La data di scadenza dell'accordo era fissata per il 31 agosto. Il nuovo documento avrà validità a partire dall'1 settembre.

Una lista con i nomi delle aziende che aderiranno all'estensione dell'intesa - dalle 200 che la firmarono nel 2013, tra cui colossi come H&M, Inditex, Uniqlo di Fast Retailing, Hugo Boss e adidas - verrà resa disponibile a partire dal primo settembre, secondo le fonti.

L'accordo quinquennale del 2013, firmato dopo il crollo del Rana Plaza che provocò la morte di oltre 1.100 lavoratori dell'industria tessile, ha portato all'istituzione di un organo indipendente che ha tenuto migliaia di ispezioni e vietato agli stabilimenti non in sicurezza di fornire merce alle aziende firmatarie. In questo modo circa 1.600 fabbriche sono state rese più sicure per 2 milioni di lavoratori, secondo i sindacati.
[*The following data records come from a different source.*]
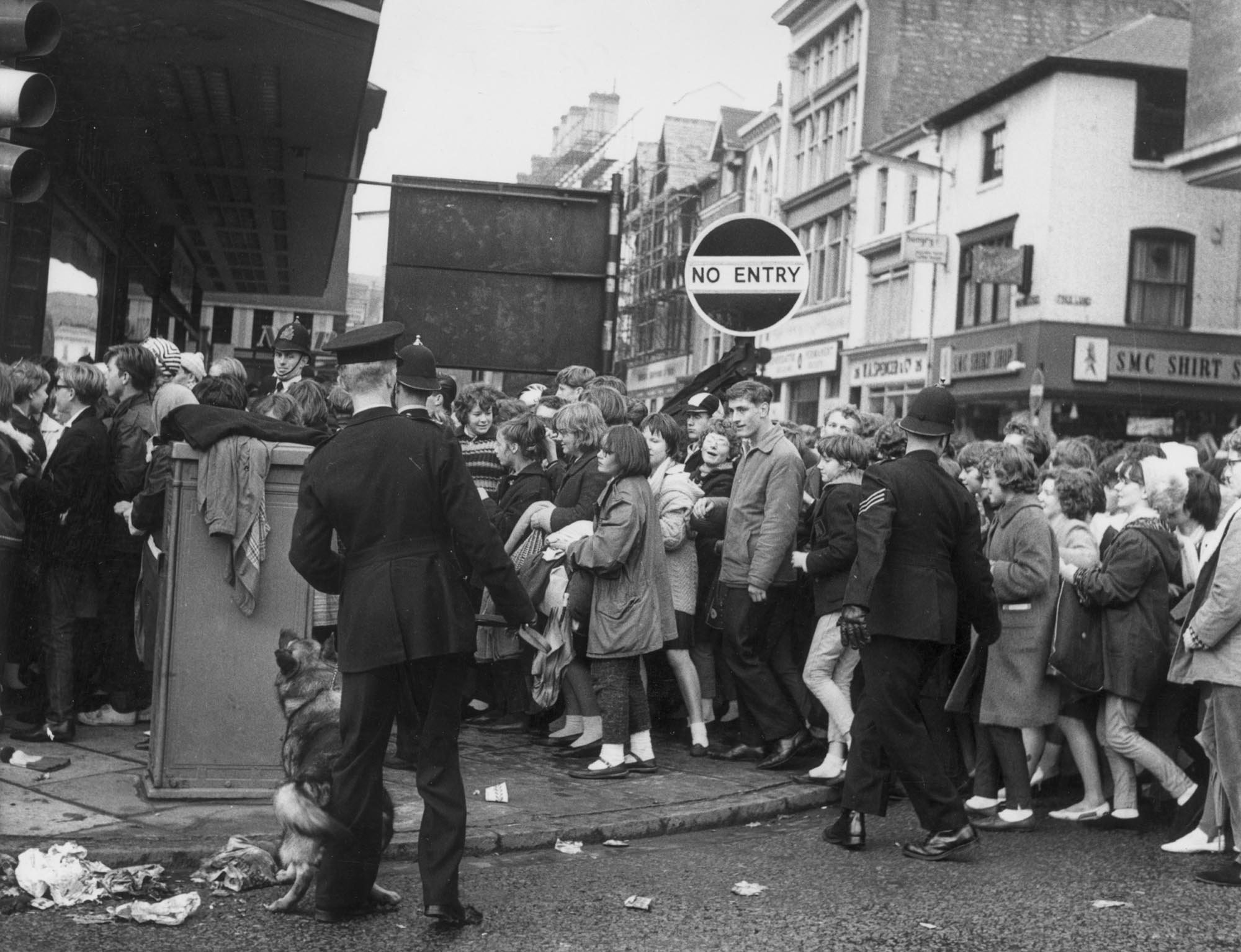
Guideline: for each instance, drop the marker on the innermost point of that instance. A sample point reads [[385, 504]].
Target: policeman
[[398, 493], [919, 580], [291, 354]]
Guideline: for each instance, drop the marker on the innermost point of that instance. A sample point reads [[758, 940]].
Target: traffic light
[[28, 28]]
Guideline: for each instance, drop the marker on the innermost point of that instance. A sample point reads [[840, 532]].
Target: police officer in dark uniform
[[398, 493], [291, 354], [920, 580]]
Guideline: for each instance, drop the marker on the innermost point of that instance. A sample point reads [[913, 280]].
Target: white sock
[[593, 732], [640, 747], [571, 728], [982, 804]]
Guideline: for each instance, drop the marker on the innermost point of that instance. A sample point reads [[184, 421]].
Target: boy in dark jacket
[[830, 666]]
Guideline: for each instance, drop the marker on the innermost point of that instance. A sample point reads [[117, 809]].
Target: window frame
[[1189, 240], [993, 156]]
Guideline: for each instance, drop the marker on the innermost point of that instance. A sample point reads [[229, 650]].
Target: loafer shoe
[[555, 742], [945, 845], [740, 753], [455, 917], [1229, 876], [47, 734], [590, 750], [849, 831], [998, 825], [1079, 816], [107, 716], [1196, 842], [785, 750], [620, 770]]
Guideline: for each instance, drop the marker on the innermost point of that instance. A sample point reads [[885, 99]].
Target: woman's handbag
[[1078, 644]]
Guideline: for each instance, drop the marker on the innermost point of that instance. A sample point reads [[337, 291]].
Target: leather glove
[[853, 626]]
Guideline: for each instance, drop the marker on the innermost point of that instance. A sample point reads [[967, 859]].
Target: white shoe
[[107, 717], [1196, 842], [830, 770]]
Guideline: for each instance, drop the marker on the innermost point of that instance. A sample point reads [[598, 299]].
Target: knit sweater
[[481, 460]]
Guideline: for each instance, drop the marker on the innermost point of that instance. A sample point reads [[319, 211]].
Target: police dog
[[310, 697]]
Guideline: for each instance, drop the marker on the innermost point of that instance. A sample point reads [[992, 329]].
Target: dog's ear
[[287, 662]]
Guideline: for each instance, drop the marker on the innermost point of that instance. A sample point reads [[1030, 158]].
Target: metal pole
[[611, 286]]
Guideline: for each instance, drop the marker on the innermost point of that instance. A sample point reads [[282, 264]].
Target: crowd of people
[[699, 575]]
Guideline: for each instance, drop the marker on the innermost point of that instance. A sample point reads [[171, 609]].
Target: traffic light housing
[[28, 28]]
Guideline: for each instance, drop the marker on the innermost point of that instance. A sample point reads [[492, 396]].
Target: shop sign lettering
[[1181, 366], [884, 370]]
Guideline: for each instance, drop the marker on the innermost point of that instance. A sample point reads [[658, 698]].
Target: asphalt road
[[1026, 892]]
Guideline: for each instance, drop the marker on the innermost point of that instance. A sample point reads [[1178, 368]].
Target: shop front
[[884, 379], [1115, 383]]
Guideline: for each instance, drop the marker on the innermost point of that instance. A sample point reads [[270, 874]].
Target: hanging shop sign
[[804, 361]]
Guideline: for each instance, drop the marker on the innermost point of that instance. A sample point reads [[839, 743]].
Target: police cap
[[418, 367], [933, 413], [367, 346], [293, 337]]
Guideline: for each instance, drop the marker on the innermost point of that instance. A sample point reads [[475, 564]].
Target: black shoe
[[849, 831], [455, 917], [741, 753], [508, 724], [1229, 876], [785, 750], [590, 750], [946, 845], [47, 734]]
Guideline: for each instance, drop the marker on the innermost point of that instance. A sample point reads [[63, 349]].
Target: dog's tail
[[297, 810]]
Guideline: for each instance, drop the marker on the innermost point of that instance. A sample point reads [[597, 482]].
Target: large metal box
[[217, 729]]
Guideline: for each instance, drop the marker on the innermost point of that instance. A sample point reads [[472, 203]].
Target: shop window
[[979, 305], [993, 153], [804, 402], [888, 312], [1160, 123], [1161, 279], [76, 271]]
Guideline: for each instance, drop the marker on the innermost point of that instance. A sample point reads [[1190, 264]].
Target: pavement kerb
[[182, 853]]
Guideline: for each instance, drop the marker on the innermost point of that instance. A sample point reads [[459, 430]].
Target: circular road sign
[[746, 274]]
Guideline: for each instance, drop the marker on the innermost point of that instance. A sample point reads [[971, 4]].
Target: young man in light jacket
[[1209, 651], [756, 572]]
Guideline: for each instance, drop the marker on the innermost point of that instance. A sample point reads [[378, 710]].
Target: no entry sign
[[746, 274]]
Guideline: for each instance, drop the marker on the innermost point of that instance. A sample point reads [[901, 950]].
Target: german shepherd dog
[[310, 697]]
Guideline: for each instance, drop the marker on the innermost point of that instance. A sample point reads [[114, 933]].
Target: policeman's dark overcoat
[[920, 554], [403, 595]]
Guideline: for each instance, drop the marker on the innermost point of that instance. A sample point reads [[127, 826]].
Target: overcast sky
[[475, 88]]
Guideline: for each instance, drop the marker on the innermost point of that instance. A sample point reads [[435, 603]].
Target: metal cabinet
[[217, 729]]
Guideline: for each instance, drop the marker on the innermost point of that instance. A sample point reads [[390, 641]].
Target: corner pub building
[[178, 156]]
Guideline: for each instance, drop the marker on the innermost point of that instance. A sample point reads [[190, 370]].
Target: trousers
[[759, 649], [368, 707], [889, 722]]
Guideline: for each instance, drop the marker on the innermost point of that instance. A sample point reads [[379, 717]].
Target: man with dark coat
[[68, 511], [291, 354], [396, 493], [920, 580]]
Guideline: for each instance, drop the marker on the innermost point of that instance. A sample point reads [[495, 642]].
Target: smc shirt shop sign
[[746, 274], [1098, 359]]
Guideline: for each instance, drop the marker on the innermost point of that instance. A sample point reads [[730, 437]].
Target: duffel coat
[[632, 606], [403, 595], [1024, 557]]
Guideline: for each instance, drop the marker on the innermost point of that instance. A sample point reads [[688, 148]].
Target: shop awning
[[205, 116]]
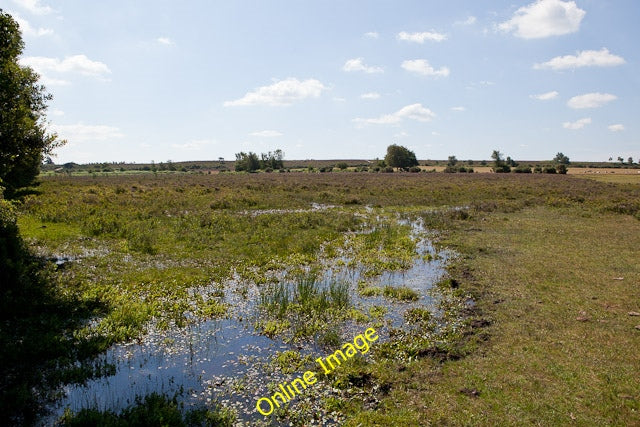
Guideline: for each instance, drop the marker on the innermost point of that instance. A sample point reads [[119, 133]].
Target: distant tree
[[272, 160], [561, 159], [400, 157], [499, 165], [247, 162], [24, 140]]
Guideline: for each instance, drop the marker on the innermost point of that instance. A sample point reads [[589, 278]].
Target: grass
[[560, 347], [537, 252]]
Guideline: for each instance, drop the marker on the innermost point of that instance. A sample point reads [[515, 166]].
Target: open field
[[498, 298]]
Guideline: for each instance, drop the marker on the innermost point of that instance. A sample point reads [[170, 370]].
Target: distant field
[[531, 323]]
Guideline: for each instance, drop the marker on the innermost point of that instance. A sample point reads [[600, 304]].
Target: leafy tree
[[24, 140], [247, 162], [499, 165], [561, 159], [400, 157], [272, 160]]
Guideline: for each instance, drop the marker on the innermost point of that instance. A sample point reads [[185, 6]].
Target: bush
[[522, 169]]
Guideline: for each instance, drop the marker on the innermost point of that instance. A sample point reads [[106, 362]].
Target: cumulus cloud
[[34, 6], [469, 21], [165, 41], [545, 96], [591, 100], [266, 133], [413, 112], [29, 31], [281, 93], [578, 124], [80, 132], [370, 95], [357, 64], [421, 37], [421, 66], [545, 18], [585, 58], [71, 64]]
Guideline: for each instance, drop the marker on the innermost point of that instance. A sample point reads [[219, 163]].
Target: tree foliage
[[561, 159], [400, 157], [24, 140], [247, 162], [499, 165]]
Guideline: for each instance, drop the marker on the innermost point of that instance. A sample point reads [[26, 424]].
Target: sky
[[162, 80]]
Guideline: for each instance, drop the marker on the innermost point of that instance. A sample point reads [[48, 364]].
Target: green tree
[[561, 159], [24, 140], [499, 165], [247, 162], [400, 157]]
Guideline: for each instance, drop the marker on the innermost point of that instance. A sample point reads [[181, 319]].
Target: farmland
[[500, 298]]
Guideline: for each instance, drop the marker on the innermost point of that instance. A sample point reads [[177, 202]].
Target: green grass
[[560, 349]]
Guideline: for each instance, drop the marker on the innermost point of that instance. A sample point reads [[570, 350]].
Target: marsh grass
[[305, 305]]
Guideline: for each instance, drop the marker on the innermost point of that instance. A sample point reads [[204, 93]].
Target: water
[[227, 360]]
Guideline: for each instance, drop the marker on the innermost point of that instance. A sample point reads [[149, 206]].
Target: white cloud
[[165, 41], [370, 95], [545, 96], [29, 31], [414, 112], [585, 58], [195, 144], [545, 18], [421, 66], [357, 64], [591, 100], [421, 37], [266, 134], [86, 133], [281, 93], [469, 21], [578, 124], [71, 64], [34, 6]]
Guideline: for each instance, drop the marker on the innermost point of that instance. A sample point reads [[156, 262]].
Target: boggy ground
[[548, 341]]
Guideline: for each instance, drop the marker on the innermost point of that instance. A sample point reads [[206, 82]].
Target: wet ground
[[228, 361]]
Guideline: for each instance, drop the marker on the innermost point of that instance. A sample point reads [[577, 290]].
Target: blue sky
[[197, 80]]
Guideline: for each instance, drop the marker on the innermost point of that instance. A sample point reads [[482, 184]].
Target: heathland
[[534, 320]]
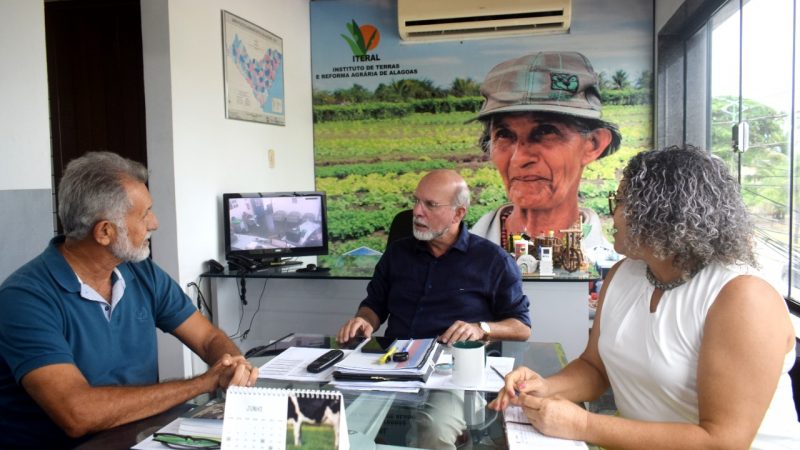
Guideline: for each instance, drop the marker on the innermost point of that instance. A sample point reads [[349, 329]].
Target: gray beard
[[429, 235], [124, 250]]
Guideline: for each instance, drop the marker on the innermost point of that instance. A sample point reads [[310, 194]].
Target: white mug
[[469, 363]]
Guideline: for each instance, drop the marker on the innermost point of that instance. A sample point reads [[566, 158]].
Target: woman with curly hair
[[696, 348]]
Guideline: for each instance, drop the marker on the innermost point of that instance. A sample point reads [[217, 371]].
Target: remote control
[[326, 360]]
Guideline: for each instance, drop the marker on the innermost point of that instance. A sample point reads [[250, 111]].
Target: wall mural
[[386, 111]]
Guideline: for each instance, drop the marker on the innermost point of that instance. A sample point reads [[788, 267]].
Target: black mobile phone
[[328, 359], [378, 345]]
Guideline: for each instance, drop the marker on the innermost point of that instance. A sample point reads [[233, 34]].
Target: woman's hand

Nel 2018, un accordo di transizione redatto alla scadenza di quello originale ha affidato l'incarico di tenere le ispezioni nelle fabbriche a un nuovo organo, il Ready-Made Garments Sustainability Council (Rsc), che coinvolge i sindacati, i diversi marchi e i proprietari delle fabbriche.

Tuttavia, l'Rsc non ha accolto una parte specifica dell'accordo: quella che prevede che le aziende possano essere processate nei Paesi in cui hanno sede legale nel caso in cui non rispettino i propri obblighi, tra cui rientra il dovere di chiudere i rapporti con stabilimenti che non rispettano gli standard del programma.

Dal documento emerge che tale clausola verrà estesa fino all'ottobre 2023.